Biochimica et Biophysica Acta (BBA) - Proteins and Proteomics
Involvement of histidine in complex formation of PriB and single-stranded DNA
Graphical abstract
Introduction
In Escherichia coli, DNA replication fork, starting at the replication origin (oriC), is occasionally arrested upon encountering chemically damaged DNA [1] and the damage is repaired by DNA repair proteins through various mechanisms. After DNA is repaired, its replication restarts. During DNA replication, initiation is strictly regulated by a specific DNA sequence in oriC [2]; however, after DNA repair, replication restart is a DNA-sequence-independent system, where several replication restart proteins assemble.
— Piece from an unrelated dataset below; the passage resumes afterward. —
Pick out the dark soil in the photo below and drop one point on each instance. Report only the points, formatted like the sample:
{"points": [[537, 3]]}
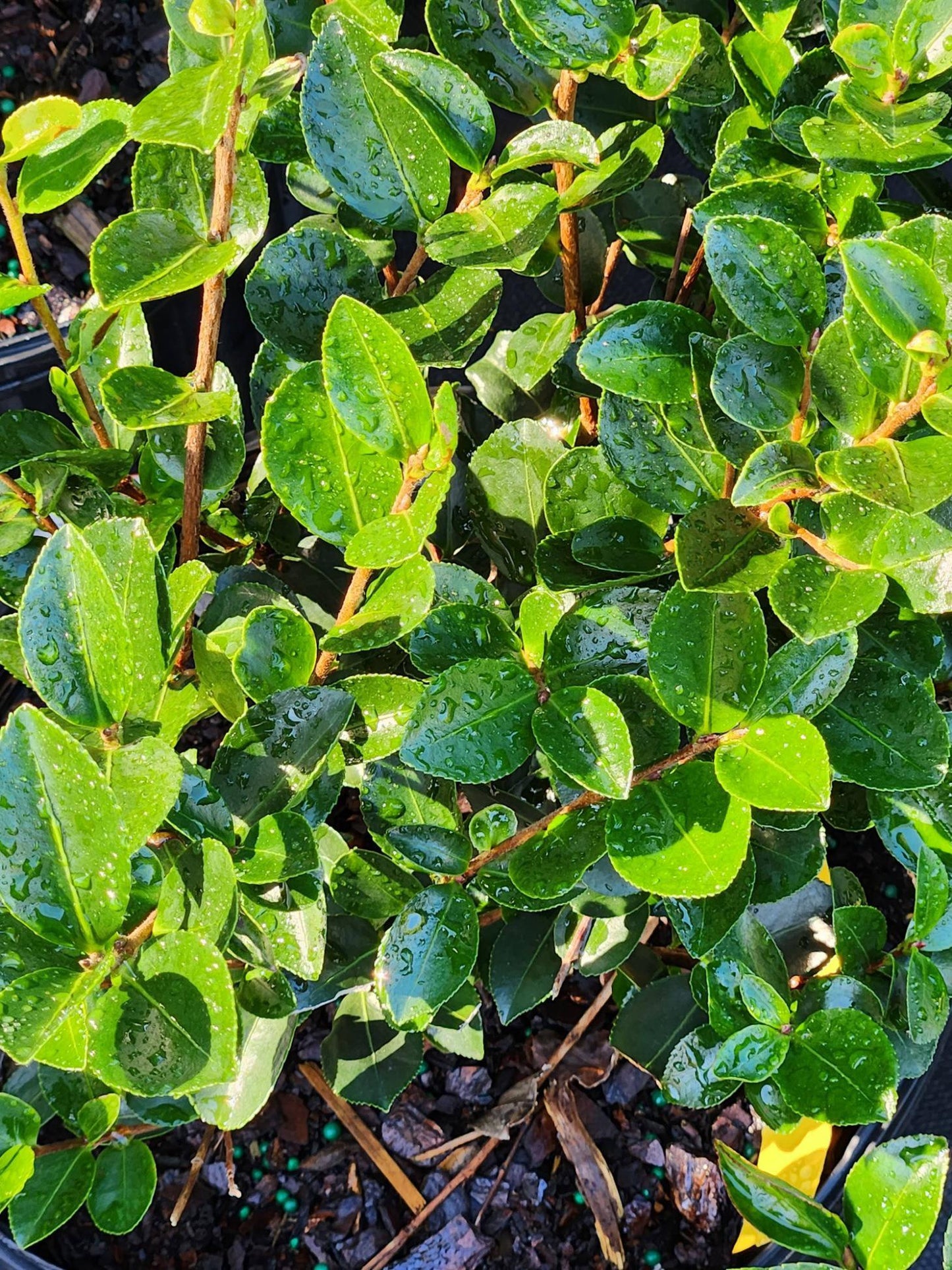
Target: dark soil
{"points": [[84, 50]]}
This system is called the replication restart primosome [3], [4]. Restart systems that depend on this primosome are mainly divided into two alternative systems, namely, 1) the PriA-dependent system and 2) the PriC-dependent system [3], [5], [6], [7]. In the PriA-dependent system, the N-terminal domain of PriA recognized the 3′-end of the nascent leading strand DNA in the repaired fork and PriA stabilized the repaired fork structure [8], [9]. The unwound single-stranded DNA (ssDNA) in the lagging strand provides a scaffold of DnaC and DnaB helicase loading [6], [10]. DnaG primase then synthesizes the primer RNA. Finally, from the primed sites, DNA chains are extended by a DNA polymerase III holoenzyme. These processes are a series of restart replications of genomic DNA.
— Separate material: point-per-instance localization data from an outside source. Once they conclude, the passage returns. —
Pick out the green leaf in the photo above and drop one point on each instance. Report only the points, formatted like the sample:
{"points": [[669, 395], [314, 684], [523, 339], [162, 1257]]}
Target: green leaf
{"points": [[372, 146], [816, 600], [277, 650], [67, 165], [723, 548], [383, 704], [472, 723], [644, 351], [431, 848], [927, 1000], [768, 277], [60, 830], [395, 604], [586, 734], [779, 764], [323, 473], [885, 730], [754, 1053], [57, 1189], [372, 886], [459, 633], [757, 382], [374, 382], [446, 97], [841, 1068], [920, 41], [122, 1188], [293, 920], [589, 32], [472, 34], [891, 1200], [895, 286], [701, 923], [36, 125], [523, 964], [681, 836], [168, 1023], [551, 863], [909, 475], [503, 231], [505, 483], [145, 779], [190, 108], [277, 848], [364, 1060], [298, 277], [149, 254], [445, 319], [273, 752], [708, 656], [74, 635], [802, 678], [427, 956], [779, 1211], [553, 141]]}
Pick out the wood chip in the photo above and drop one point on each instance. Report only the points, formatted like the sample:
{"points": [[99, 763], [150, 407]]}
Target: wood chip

PriB, a basic 10-kDa protein, is considered an accessory protein during PriA-dependent restart [3], [11]. It has a role in stabilizing the PriA–DNA complex [12], [13] and increasing PriA helicase activity [14], [15]. PriB also interacts with DnaT, which may recruit the DnaB–DnaC complex [10], [16], [17]. Therefore, PriB has an important role in the replication restart primosome. The X-ray structure of PriB monomer represents an OB (oligonucleotide/oligosaccharide binding) fold structure such as SSB (single-stranded DNA binding protein) [18], [19], [20]. Gene analysis also suggests this similarity, i.e., that PriB is derived from the duplication of the SSB gene [21]. In contrast to these similarities, SSB is a tetramer unit [22], [23] while PriB represents a symmetric dimer that is conserved in several eubacteria [24], [25]. Both PriB and SSB possess ssDNA binding ability [18], [19], [20], [26]. Although the SSB tetramer binds to ssDNA as a unit, the PriB–DNA complex structure of the 15-mer oligo-dT and PriB reveals the possibility that two ssDNAs bind to the PriB dimer [27]. Moreover, the PriB dimer binds to ssDNA through their grooves, mainly electropositive residues in β4–loop3–β5 because there is loss of function with amino acid substitutions that maintain these electropositive interactions [10], [27]. Therefore, the structure of the PriB monomer is similar to that of SSB; however, the manners of DNA binding and oligomerization between PriB and SSB differ.
SSB has ssDNA binding ability with positive cooperativity [28], [29], [30]. In E. coli, SSB facilitates ‘unlimited cooperative binding’ and ‘limited cooperative binding’, depending on the salt concentration. On the other hand, PriB–ssDNA interaction also reveals positive cooperativity dependent on ssDNA length and salt concentration [27], [31]. A highly cooperative binding of PriB to homopolymers longer than 24–30 bases occurs. These reports suggest that positive cooperativity arises in the sandwiched DNA structure by two PriB dimer molecules, as observed in the asymmetric unit of the X-ray crystal structure. However, the cooperative mechanism underlying ssDNA binding to PriB has not been elucidated, as biochemical studies have yet to provide sufficient evidence.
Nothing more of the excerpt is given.